We will need the following packages:

library(tidyverse)
## ── Attaching packages ─────────────────────────────────────── tidyverse 1.3.1 ──
## ✔ ggplot2 3.3.6     ✔ purrr   0.3.4
## ✔ tibble  3.1.7     ✔ dplyr   1.0.9
## ✔ tidyr   1.2.0     ✔ stringr 1.4.0
## ✔ readr   2.1.2     ✔ forcats 0.5.1
## ── Conflicts ────────────────────────────────────────── tidyverse_conflicts() ──
## ✖ dplyr::filter() masks stats::filter()
## ✖ dplyr::lag()    masks stats::lag()
library(gapminder)
library(datasets)

Create a scatter plot (slide 7)

plot(airquality$Solar.R, airquality$Ozone)
trend <- lm(airquality$Ozone ~ airquality$Solar.R)
abline(trend, col = "red")

Layering plots demo 1 (slide 17)

plot(airquality$Wind, airquality$Ozone, type="n", 
     main = "Ozone and Wind in NYC",
     xlab = "Wind", ylab = "Ozone")

notMay <- filter(airquality, Month != 5)
may <- filter(airquality, Month == 5)

points(notMay$Wind, notMay$Ozone, col = "red", pch = 19)
points(may$Wind, may$Ozone, col = "blue", pch = 17)
legend("topright", pch = c(17, 19), col = c("blue", "red"),
       legend = c("May", "Other months"))

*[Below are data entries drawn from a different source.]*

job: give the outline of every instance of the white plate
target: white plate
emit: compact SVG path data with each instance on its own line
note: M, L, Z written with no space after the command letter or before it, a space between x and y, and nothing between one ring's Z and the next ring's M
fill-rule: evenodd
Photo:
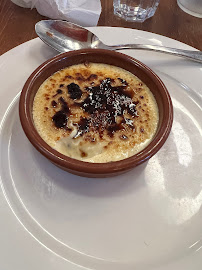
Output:
M132 29L92 28L104 42L193 49ZM199 270L202 265L202 65L125 51L162 78L174 105L171 134L148 163L115 178L73 176L25 137L18 100L55 52L39 39L0 57L0 268Z

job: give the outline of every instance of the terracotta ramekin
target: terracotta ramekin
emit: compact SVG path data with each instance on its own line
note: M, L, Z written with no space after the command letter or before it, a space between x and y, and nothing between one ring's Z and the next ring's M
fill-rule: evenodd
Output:
M65 67L84 63L105 63L121 67L139 77L152 91L159 108L159 124L151 143L138 154L115 162L89 163L69 158L51 148L35 129L32 106L40 85L53 73ZM160 78L138 60L109 50L86 49L59 54L39 66L25 83L19 103L22 128L33 146L52 163L70 173L87 177L109 177L126 172L151 158L165 143L172 126L173 106ZM135 172L134 172L135 173Z

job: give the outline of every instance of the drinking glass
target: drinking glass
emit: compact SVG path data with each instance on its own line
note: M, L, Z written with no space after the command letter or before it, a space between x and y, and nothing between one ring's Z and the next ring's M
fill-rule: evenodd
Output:
M144 22L152 17L160 0L113 0L114 14L132 22ZM169 1L169 0L168 0Z
M186 13L202 18L202 0L177 0L177 3Z

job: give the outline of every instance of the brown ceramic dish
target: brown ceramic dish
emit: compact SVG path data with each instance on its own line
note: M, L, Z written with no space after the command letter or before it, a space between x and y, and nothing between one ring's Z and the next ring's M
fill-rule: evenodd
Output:
M32 117L34 96L40 85L53 73L65 67L84 63L105 63L121 67L139 77L152 91L159 109L159 124L151 143L138 154L115 162L88 163L69 158L52 149L39 136ZM19 104L20 120L33 146L58 167L80 176L108 177L126 172L151 158L165 143L172 126L173 107L168 91L159 77L147 66L127 55L99 49L67 52L39 66L24 85Z

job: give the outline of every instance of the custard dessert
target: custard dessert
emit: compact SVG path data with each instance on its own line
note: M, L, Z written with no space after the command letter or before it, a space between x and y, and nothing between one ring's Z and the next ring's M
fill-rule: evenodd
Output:
M85 63L56 72L40 86L33 119L58 152L106 163L143 150L155 136L159 113L138 77L116 66Z

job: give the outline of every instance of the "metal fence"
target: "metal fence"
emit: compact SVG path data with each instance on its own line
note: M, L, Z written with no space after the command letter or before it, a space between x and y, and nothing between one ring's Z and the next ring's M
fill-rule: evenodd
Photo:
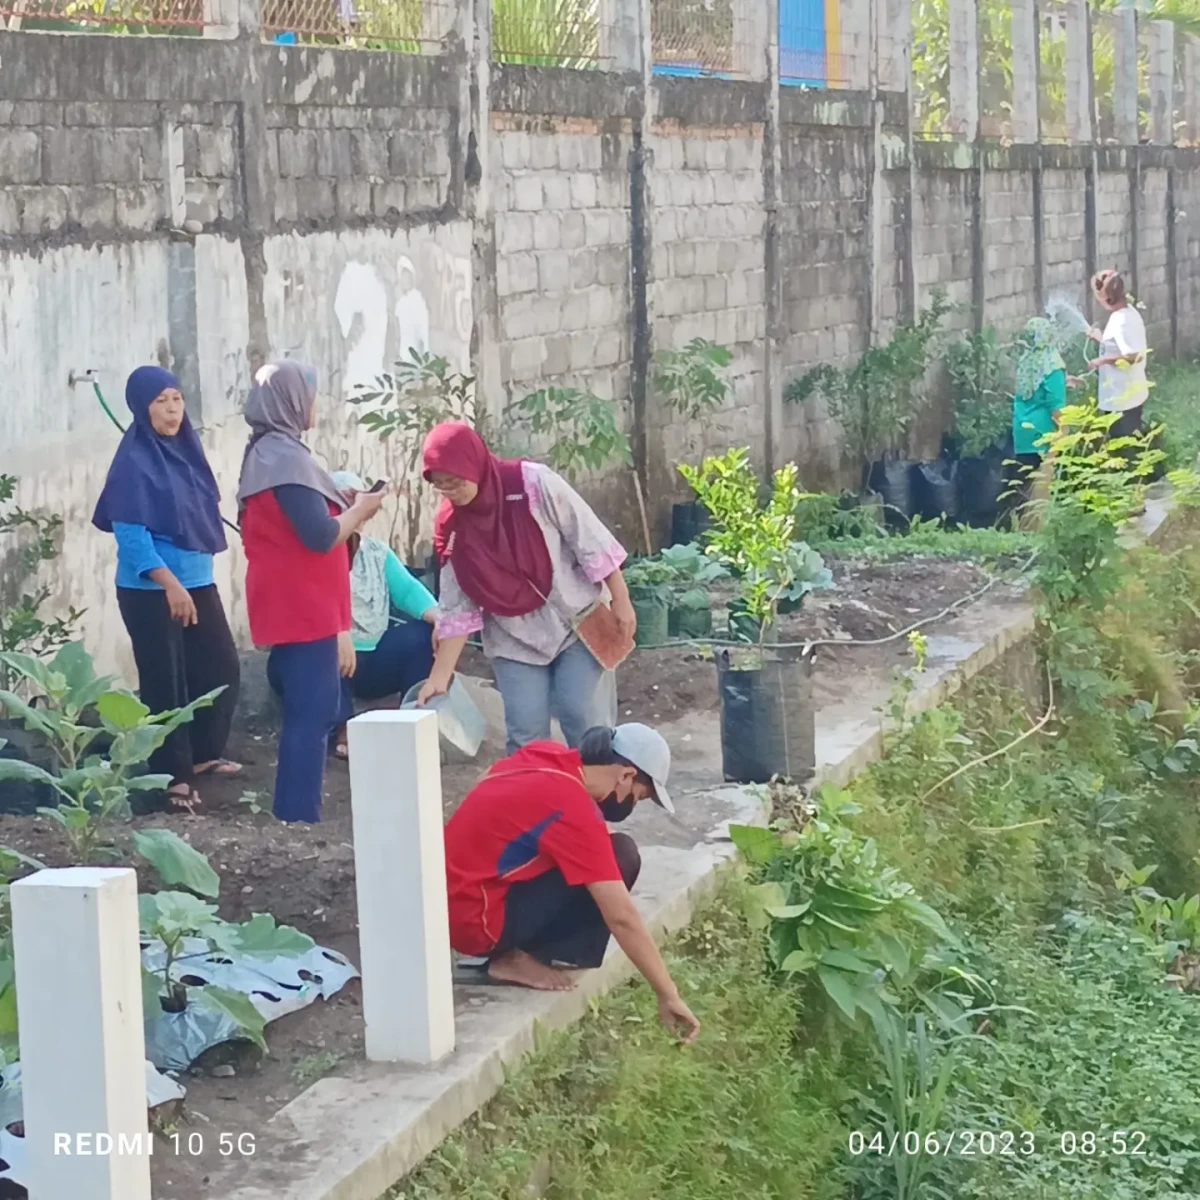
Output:
M611 6L601 0L492 0L492 60L538 67L603 66Z
M731 75L737 57L733 0L654 0L650 41L660 73Z
M0 0L0 28L194 36L204 28L204 0Z
M1067 140L1067 38L1065 4L1038 7L1038 124L1044 142Z
M454 28L454 0L263 0L263 32L301 42L436 53Z

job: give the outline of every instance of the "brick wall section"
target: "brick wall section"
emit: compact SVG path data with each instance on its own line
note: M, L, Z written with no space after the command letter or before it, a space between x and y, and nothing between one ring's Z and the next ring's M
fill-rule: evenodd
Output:
M971 172L921 170L913 197L917 304L941 288L958 311L948 324L966 327L971 305Z
M585 118L493 118L500 370L629 400L629 135Z
M652 402L668 463L748 442L762 447L766 337L762 127L656 125L650 139L649 310L653 345L693 338L733 354L726 405L683 428Z
M988 171L984 187L984 319L1011 332L1037 310L1033 175Z
M433 212L448 200L446 109L275 105L267 110L275 220L319 225Z
M1183 216L1175 222L1175 271L1179 296L1179 352L1200 348L1200 162L1195 152L1176 152L1175 209Z
M1096 177L1097 269L1115 268L1128 275L1133 265L1129 219L1129 174L1101 171Z
M848 365L866 348L869 312L870 131L785 125L779 214L783 380L820 363ZM806 487L841 478L840 430L823 398L784 404L785 446Z
M1087 271L1087 178L1082 170L1042 171L1043 282L1047 296L1083 298Z
M1171 349L1171 309L1167 284L1167 172L1141 172L1138 208L1137 299L1145 307L1146 338L1159 352Z

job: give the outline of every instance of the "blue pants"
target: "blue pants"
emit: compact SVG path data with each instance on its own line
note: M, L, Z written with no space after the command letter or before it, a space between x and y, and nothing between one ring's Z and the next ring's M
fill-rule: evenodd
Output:
M350 679L342 680L337 723L354 716L354 701L399 696L429 678L433 669L433 628L424 621L399 620L388 626L374 650L360 650Z
M550 736L558 718L568 746L578 746L593 725L611 724L600 683L604 668L582 642L572 642L549 666L511 658L492 659L496 687L504 700L508 753Z
M321 819L325 745L342 697L337 638L274 647L267 659L267 681L283 700L275 816L315 824Z

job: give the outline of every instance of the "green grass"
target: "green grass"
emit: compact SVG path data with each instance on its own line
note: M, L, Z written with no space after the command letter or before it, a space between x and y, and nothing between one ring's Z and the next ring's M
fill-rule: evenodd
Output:
M843 1196L837 1100L861 1050L843 1054L823 1022L798 1029L739 910L726 890L668 953L704 1023L696 1045L668 1039L644 985L621 988L389 1196L515 1200L545 1156L556 1200Z
M1200 364L1157 364L1152 357L1150 378L1146 417L1162 422L1167 465L1194 467L1200 455Z
M945 915L1003 1006L985 1037L939 1042L955 1064L939 1127L1028 1130L1035 1153L939 1157L916 1193L900 1190L895 1160L852 1156L850 1132L878 1128L870 1104L886 1111L874 1035L819 987L768 974L731 880L668 949L703 1021L695 1046L672 1045L648 989L630 984L549 1037L389 1195L517 1200L548 1164L537 1194L551 1200L1200 1196L1200 998L1166 986L1162 945L1114 887L1119 871L1158 863L1163 893L1200 890L1200 777L1163 766L1183 717L1137 707L1194 670L1200 555L1144 548L1128 562L1121 594L1094 615L1087 670L1112 685L1106 705L1060 688L1047 735L931 792L1038 707L978 679L893 731L850 788L857 831ZM1107 1153L1083 1152L1089 1131ZM1113 1153L1116 1131L1146 1153Z

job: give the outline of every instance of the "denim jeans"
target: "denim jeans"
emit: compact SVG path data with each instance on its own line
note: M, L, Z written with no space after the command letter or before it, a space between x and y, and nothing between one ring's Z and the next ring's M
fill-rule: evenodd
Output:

Layering plots demo 2 (slide 18)

First is the data munging step: manipulating the data frame so we have the necessary variables.

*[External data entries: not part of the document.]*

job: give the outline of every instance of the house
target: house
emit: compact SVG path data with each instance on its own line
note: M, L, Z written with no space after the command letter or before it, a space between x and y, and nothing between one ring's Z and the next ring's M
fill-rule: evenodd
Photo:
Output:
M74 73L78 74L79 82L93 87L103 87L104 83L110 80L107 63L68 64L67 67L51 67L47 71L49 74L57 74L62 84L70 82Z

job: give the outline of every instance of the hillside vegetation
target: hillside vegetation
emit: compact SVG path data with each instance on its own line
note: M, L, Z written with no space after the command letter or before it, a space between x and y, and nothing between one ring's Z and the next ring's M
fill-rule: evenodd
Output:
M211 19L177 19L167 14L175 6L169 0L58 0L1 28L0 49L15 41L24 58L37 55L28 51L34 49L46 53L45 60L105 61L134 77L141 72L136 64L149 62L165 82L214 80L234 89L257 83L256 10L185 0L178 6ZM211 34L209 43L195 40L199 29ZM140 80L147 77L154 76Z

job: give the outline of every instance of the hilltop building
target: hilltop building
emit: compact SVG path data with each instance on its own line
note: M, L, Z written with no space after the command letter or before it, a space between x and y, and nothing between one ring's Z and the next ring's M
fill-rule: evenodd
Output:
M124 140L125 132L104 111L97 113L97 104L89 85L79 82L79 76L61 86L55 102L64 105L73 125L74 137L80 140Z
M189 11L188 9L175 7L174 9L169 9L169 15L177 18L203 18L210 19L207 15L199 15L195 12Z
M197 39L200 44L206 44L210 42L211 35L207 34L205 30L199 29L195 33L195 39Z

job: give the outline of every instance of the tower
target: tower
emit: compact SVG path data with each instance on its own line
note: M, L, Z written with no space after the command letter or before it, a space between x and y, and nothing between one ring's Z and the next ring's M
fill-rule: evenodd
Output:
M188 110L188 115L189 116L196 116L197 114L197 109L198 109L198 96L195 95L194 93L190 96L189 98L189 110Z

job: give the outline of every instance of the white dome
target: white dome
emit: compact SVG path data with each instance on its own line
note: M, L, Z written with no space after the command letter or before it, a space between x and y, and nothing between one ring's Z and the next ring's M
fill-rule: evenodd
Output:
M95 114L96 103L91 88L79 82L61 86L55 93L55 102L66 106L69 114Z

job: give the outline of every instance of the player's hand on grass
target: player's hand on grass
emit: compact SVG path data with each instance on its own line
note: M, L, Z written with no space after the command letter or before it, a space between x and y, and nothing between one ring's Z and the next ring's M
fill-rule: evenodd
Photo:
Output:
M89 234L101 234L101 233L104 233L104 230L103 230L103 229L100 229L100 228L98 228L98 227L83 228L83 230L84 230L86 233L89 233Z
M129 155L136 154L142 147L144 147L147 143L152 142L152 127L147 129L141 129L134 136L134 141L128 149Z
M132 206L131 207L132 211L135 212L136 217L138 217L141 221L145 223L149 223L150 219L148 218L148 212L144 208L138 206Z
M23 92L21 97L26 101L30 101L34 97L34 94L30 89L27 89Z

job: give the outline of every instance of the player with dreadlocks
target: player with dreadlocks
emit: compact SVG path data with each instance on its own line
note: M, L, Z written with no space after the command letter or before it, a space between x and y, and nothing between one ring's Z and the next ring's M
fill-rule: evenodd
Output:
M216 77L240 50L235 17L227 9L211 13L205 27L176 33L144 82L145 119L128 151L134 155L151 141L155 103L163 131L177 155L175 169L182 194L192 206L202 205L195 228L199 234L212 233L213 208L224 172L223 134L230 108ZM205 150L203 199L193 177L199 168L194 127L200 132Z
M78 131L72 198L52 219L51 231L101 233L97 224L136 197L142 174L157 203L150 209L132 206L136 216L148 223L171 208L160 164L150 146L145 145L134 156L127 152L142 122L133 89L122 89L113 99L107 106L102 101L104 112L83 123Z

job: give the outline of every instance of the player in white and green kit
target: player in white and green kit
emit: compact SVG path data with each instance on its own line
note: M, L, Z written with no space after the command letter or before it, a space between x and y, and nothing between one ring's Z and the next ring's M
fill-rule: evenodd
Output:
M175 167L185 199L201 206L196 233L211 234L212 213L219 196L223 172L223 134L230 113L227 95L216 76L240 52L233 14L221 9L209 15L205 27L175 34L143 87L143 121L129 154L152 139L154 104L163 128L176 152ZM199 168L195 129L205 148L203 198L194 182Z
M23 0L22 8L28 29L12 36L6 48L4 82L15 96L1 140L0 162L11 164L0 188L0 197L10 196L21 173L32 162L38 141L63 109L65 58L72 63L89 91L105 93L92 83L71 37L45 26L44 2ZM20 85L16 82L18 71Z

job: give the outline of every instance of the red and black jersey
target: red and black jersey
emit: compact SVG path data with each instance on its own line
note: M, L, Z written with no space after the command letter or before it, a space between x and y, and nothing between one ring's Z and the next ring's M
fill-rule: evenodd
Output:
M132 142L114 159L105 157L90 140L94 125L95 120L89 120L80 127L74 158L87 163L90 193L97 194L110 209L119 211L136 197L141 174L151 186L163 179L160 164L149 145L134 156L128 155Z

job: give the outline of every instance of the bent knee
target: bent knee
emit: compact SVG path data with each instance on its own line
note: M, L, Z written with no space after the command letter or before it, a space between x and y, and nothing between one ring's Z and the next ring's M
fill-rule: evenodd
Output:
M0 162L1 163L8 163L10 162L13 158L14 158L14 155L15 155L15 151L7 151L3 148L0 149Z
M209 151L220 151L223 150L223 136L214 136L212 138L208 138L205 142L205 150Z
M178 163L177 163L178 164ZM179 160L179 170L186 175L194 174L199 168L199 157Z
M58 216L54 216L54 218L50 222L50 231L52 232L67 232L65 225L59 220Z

Then we use those variables in a plot.

# Data munging
airqual_hc <- airquality |>
                mutate(hotorcold =
                         as.factor(
                           ifelse(Temp > median(Temp), "hot", "cold"))) |>
                select(Ozone, Wind, hotorcold)
airqual_hot <- airqual_hc |>
                  filter(hotorcold == "hot")
airqual_cold <- airqual_hc |>
                  filter(hotorcold == "cold")

# Plotting
plot(airquality$Wind, airquality$Ozone, type = "n",
     main = "Ozone and Wind in NYC, 1973",
     xlab = "Wind (mph)", ylab = "Ozone (ppb)")
points(airqual_hot$Wind, airqual_hot$Ozone, pch = 19, col = "tomato")
points(airqual_cold$Wind, airqual_cold$Ozone, pch = 19, col = "cadetblue3")
trend <- lm(airquality$Ozone ~ airquality$Wind)
abline(trend)
legend("topright", pch = 19, col = c("tomato", "cadetblue3"),
       legend=c("Hot", "Cold"))

## Plot of powers (slide 23)

x <- seq(-1, 5, length = 200)
y2 <- x^2
y3 <- x^3
plot(y2 ~ x, type = "l", col = "tomato", lty = 2, lwd = 2,
     ylab = "y", main = "Plot of Power")
lines(y3 ~ x, type = "l", col = "blue", lwd = 2)
legend("topright", lwd = 2, lty = c(2, 1), col = c("tomato", "blue"), 
       legend = c("x^2", "x^3"))

What happens if we plot the cubic curve first?

x <- seq(-1, 5, length = 200)
y2 <- x^2
y3 <- x^3
plot(y3 ~ x, type = "l", col = "blue", lty = 1, lwd = 2,
     ylab = "y", main = "Plot of Powers")
lines(y2 ~ x, type = "l", col = "tomato", lwd = 2, lty = 2)
legend("topright", lwd = 2, lty = c(2, 1), col = c("tomato", "blue"), 
       legend = c("x^2", "x^3"))

Why is this result different? Because y3, the vector containing the cubes, spans a larger range than y2, the vector containing squares. The initial call to plot sets the boundary depending on this range.